Given this niche identity has generated a wildly successful anti-poaching campaign, it’s no surprise that the Akashinga Rangers were the subject of a National Geographic documentary, Akashinga: The Brave Ones in 2020, just three years after the group was founded.
The original 16 Akashinga were recruited to conserve wildlife in the Phundundu Park, and unlike other all-female anti-poaching groups, each member is armed. Since 2017, the group has arrested hundreds of poachers – and just a few weeks ago it was announced that elephant poaching has decreased by 90% thanks to their work.
Besides the work they’re doing for the environment, Akashinga also gives back to the local community by recruiting women from all walks of life and providing them with a stable income.
‘Many of these women are purchasing property, building homes, and sending their children to school full time,’ the group states on their site. ‘They are also obtaining driver’s licenses, enrolling in college and finishing degrees.’
The organisation reportedly enrolls women from marginalised backgrounds – widows, single mothers, domestic abuse survivors, and those previously dependent on poachers. Akashinga acts as a lifeline for independence and financial freedom, as well as cultivating vital safeguarding for the natural environment across Zimbabwe and the wider African continent.
By allowing Akashinga rangers to work under armed conditions, the group is also challenging traditional gender roles, placing women at the center of conservation efforts and socio-economic conversations.

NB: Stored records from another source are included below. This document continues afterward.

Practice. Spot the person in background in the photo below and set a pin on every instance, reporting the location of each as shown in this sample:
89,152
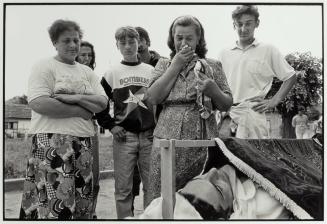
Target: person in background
318,136
300,123
63,95
149,57
190,87
133,122
250,67
86,57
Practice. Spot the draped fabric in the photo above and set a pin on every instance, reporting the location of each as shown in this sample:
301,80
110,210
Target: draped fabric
289,170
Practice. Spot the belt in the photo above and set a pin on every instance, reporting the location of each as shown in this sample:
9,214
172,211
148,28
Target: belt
181,103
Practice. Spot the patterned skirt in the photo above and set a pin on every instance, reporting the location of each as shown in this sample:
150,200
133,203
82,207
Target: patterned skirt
59,178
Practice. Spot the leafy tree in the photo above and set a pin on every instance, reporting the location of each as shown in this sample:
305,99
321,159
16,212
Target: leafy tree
307,91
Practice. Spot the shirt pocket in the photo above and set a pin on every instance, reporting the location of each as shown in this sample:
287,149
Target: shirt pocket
260,72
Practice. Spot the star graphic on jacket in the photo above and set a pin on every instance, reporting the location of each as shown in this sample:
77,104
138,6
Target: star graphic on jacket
137,99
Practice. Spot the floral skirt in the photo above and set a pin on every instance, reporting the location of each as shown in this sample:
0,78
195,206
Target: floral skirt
59,178
189,163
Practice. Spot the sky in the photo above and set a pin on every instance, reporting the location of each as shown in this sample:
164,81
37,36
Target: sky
290,28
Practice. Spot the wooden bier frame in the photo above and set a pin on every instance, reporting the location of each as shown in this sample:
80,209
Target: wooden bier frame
168,176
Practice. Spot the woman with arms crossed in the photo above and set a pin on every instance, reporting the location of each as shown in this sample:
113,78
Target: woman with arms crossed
63,95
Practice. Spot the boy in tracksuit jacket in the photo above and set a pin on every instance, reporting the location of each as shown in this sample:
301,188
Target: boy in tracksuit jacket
133,122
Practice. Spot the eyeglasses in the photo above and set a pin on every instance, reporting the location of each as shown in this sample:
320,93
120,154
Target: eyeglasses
246,24
84,55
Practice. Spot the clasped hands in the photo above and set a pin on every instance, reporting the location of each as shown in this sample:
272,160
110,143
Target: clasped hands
184,56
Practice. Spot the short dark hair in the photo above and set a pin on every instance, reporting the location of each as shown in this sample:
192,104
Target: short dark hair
59,26
245,9
143,34
126,31
201,49
207,211
88,44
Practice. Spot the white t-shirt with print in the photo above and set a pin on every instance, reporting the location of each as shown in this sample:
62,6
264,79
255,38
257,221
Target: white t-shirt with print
50,76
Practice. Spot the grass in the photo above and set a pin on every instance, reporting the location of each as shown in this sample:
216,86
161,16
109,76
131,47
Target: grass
18,150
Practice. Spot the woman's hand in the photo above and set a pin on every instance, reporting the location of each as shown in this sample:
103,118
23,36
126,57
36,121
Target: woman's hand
68,98
208,87
183,57
263,104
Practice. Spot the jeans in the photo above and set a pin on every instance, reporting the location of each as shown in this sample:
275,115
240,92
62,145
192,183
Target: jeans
134,149
299,132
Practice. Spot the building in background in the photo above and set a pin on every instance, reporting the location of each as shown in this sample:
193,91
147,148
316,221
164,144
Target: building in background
17,120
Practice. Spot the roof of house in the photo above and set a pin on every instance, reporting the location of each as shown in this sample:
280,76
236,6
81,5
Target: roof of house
21,111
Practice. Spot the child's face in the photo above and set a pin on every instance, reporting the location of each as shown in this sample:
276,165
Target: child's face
128,48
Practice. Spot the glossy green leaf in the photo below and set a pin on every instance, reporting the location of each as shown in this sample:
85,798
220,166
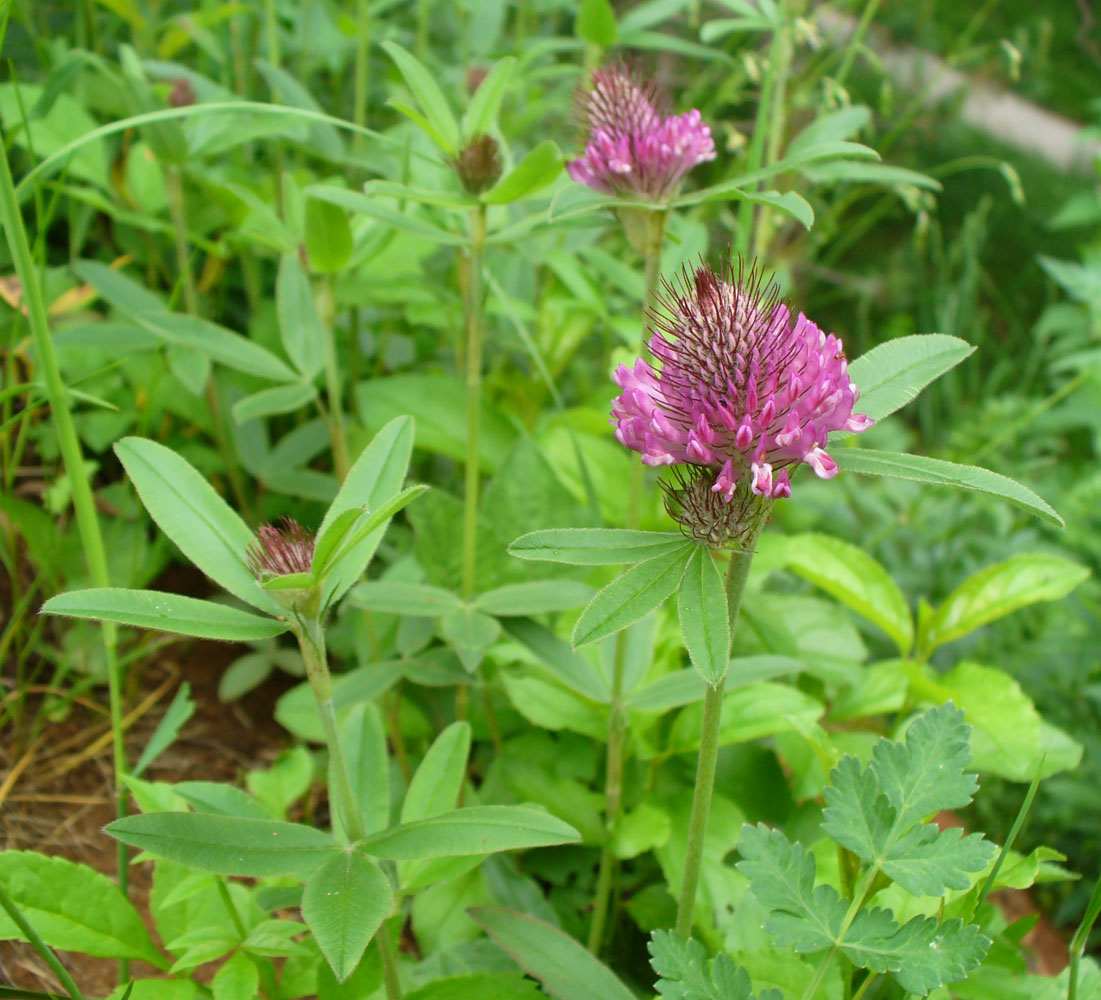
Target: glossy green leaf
344,903
538,169
565,967
595,546
74,908
188,511
475,830
893,373
633,595
705,621
940,473
300,325
428,96
227,845
166,612
1001,589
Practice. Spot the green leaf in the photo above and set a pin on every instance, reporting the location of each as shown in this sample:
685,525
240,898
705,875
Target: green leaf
893,373
166,612
181,709
596,22
705,621
595,546
566,969
1001,589
227,845
533,597
396,597
475,830
856,579
328,237
273,401
940,473
538,169
344,903
73,908
374,478
486,104
632,596
188,511
298,324
428,96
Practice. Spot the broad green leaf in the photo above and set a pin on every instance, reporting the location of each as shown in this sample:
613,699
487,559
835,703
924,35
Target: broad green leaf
398,597
533,597
1001,589
298,324
428,96
533,173
438,779
596,22
328,237
73,908
893,373
374,478
940,473
166,612
227,845
344,903
188,511
181,709
481,113
273,401
856,579
705,620
595,546
632,596
475,830
566,969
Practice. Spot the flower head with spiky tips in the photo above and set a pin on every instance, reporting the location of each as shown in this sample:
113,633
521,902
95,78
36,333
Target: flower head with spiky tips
742,390
281,551
633,150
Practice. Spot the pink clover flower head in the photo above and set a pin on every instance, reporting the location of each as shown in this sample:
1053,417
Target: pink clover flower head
632,149
281,551
743,390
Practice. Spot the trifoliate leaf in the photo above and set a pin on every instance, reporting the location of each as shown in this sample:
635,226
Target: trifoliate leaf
687,975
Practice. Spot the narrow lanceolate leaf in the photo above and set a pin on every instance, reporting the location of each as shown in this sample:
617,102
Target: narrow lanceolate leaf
227,845
1001,589
893,373
705,622
188,511
73,908
344,903
475,830
166,612
633,595
566,969
940,473
856,579
595,546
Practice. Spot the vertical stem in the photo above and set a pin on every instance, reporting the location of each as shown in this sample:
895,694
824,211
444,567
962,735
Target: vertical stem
473,312
84,503
737,576
617,714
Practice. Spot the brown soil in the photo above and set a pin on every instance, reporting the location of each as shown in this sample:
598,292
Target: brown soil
55,796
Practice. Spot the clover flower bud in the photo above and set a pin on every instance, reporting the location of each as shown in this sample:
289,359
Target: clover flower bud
632,150
743,391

Africa is known for its vast and beautiful biodiversity, but many of those species are constantly under threat of extinction due to high levels of poaching. Damien Mander, a former Australian special forces officer, founded Akashinga in 2017 as part of his own long-term anti-poaching efforts.
The project has since become as much about the human community as it is about the animal kingdom it serves to protect.